The truth is I never forget, any of it. And while I can’t remember every strike or verbal barb, as they were far too common, I remember enough. I remember the knife, being strangled and left for dead, and being told that it was my fault. Because I was so difficult to love. I remember my mother’s favorite name for me, “Piece of shit.” I remember every assault, and for nearly a decade subconsciously believing that I did deserve it – all of it. I remember, and these memories will always be heavy, but they don’t have to weigh me down.

I have learned how to cope and I know myself and many of my triggers. Mother’s Day, Father’s Day, my birthday, Christmas and every shunt surgery I have to have – these are my hard times. And so I keep myself busy, focused on something else until that time passes. I have wonderful friends, who are more than that – they are my family. I have a wonderful husband. And after 26 years of believing I was worthless and didn’t deserve love – I finally figured out that these thoughts were the problem, not me. (And ironically, later that same year I met my husband – go figure.)

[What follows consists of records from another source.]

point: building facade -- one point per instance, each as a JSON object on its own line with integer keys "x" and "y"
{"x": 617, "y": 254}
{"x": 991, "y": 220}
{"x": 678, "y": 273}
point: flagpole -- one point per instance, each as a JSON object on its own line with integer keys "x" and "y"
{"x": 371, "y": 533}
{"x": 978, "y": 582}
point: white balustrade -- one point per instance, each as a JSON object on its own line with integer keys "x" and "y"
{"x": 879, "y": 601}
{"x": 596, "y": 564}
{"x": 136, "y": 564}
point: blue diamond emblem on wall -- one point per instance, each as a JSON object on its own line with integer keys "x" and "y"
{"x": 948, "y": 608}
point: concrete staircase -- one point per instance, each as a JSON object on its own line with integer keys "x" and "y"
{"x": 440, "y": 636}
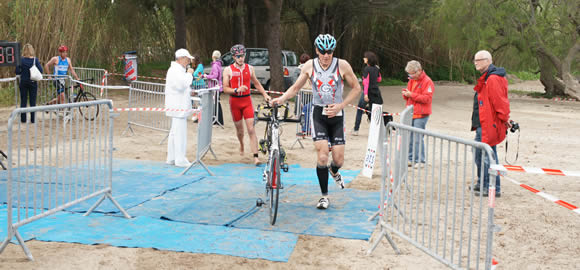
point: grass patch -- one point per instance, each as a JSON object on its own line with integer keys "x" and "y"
{"x": 391, "y": 82}
{"x": 6, "y": 97}
{"x": 531, "y": 94}
{"x": 152, "y": 68}
{"x": 526, "y": 75}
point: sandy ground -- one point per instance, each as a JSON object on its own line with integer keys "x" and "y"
{"x": 535, "y": 233}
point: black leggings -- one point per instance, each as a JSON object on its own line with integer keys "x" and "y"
{"x": 27, "y": 95}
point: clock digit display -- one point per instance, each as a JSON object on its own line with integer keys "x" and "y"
{"x": 9, "y": 54}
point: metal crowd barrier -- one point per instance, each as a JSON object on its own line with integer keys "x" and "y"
{"x": 47, "y": 89}
{"x": 432, "y": 206}
{"x": 208, "y": 91}
{"x": 53, "y": 166}
{"x": 147, "y": 95}
{"x": 303, "y": 107}
{"x": 98, "y": 76}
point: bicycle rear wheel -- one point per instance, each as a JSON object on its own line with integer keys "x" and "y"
{"x": 89, "y": 113}
{"x": 273, "y": 185}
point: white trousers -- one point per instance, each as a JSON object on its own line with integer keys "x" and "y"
{"x": 177, "y": 141}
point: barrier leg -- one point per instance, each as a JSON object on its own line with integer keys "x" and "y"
{"x": 130, "y": 129}
{"x": 196, "y": 162}
{"x": 23, "y": 245}
{"x": 211, "y": 150}
{"x": 164, "y": 139}
{"x": 110, "y": 197}
{"x": 388, "y": 237}
{"x": 13, "y": 232}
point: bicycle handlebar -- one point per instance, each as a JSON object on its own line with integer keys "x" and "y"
{"x": 274, "y": 113}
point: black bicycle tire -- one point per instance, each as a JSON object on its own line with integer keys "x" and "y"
{"x": 86, "y": 96}
{"x": 274, "y": 191}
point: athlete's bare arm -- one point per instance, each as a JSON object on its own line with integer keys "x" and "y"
{"x": 226, "y": 80}
{"x": 257, "y": 84}
{"x": 293, "y": 90}
{"x": 49, "y": 64}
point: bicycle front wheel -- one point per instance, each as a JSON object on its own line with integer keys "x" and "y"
{"x": 273, "y": 185}
{"x": 89, "y": 113}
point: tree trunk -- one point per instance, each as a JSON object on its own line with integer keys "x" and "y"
{"x": 274, "y": 8}
{"x": 253, "y": 28}
{"x": 179, "y": 19}
{"x": 555, "y": 74}
{"x": 239, "y": 23}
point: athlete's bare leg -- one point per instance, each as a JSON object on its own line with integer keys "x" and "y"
{"x": 322, "y": 152}
{"x": 253, "y": 139}
{"x": 240, "y": 134}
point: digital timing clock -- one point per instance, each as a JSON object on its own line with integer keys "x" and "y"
{"x": 9, "y": 54}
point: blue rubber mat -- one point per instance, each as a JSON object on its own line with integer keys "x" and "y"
{"x": 210, "y": 214}
{"x": 146, "y": 232}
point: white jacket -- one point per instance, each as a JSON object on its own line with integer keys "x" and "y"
{"x": 178, "y": 91}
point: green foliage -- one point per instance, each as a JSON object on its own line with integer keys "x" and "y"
{"x": 526, "y": 75}
{"x": 149, "y": 69}
{"x": 391, "y": 82}
{"x": 7, "y": 97}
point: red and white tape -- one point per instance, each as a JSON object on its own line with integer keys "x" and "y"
{"x": 547, "y": 196}
{"x": 269, "y": 92}
{"x": 564, "y": 99}
{"x": 154, "y": 110}
{"x": 514, "y": 168}
{"x": 365, "y": 110}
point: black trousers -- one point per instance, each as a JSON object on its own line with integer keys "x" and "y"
{"x": 28, "y": 93}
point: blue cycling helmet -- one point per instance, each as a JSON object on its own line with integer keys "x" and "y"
{"x": 325, "y": 42}
{"x": 238, "y": 49}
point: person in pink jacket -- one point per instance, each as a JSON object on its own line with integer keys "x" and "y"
{"x": 216, "y": 74}
{"x": 419, "y": 93}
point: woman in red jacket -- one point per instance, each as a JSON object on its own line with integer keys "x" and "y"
{"x": 419, "y": 93}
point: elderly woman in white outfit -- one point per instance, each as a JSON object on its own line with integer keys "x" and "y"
{"x": 178, "y": 96}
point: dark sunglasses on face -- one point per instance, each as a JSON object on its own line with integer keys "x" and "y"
{"x": 326, "y": 52}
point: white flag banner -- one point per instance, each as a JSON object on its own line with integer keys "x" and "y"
{"x": 373, "y": 140}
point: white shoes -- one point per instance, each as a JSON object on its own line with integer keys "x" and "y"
{"x": 323, "y": 203}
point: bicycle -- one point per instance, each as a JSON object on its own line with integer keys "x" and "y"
{"x": 3, "y": 158}
{"x": 79, "y": 96}
{"x": 271, "y": 174}
{"x": 264, "y": 144}
{"x": 82, "y": 96}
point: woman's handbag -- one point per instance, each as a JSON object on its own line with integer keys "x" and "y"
{"x": 35, "y": 74}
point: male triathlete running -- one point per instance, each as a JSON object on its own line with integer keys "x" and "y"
{"x": 236, "y": 82}
{"x": 326, "y": 73}
{"x": 62, "y": 64}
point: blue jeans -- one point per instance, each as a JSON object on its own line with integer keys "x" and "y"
{"x": 416, "y": 140}
{"x": 359, "y": 113}
{"x": 485, "y": 164}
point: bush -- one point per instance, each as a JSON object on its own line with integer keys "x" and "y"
{"x": 7, "y": 96}
{"x": 526, "y": 75}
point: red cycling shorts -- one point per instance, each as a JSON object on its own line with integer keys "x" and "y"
{"x": 241, "y": 107}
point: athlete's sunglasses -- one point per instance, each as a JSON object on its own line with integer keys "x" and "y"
{"x": 325, "y": 52}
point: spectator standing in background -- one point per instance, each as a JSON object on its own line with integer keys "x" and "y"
{"x": 419, "y": 93}
{"x": 216, "y": 74}
{"x": 28, "y": 87}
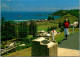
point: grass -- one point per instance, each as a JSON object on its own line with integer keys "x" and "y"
{"x": 71, "y": 18}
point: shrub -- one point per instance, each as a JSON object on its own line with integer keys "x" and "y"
{"x": 62, "y": 29}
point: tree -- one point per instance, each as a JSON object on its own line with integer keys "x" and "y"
{"x": 33, "y": 28}
{"x": 8, "y": 31}
{"x": 23, "y": 30}
{"x": 49, "y": 18}
{"x": 2, "y": 21}
{"x": 52, "y": 18}
{"x": 60, "y": 24}
{"x": 68, "y": 21}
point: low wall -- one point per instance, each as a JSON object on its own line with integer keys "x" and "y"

So, I guess that is my coming out story. I have lived with PTSD for at least fourteen years and only in the last three years have really gotten a good handle on it. Sometimes I need to see a therapist, sometimes I need to work at it harder, lean on the people who love me, and other times I need to be by myself. But my diagnosis or the experiences that are the root for my diagnosis do not define me. I wish there wasn’t such a stigma about mental illness or mental health issues. Depression is real and more than just the blues. Anxiety disorders are more than just being high strung. And there is no reason why someone should be looked at differently because they struggle or live with any of these things. It doesn’t mean that we’re damaged. It doesn’t make us violent or dangerous – these are choices anyone can make.

I try to live my life by a certain formula: I choose to move on from my past and my ties to it; I appreciate the present; and I move forward into whatever the future holds.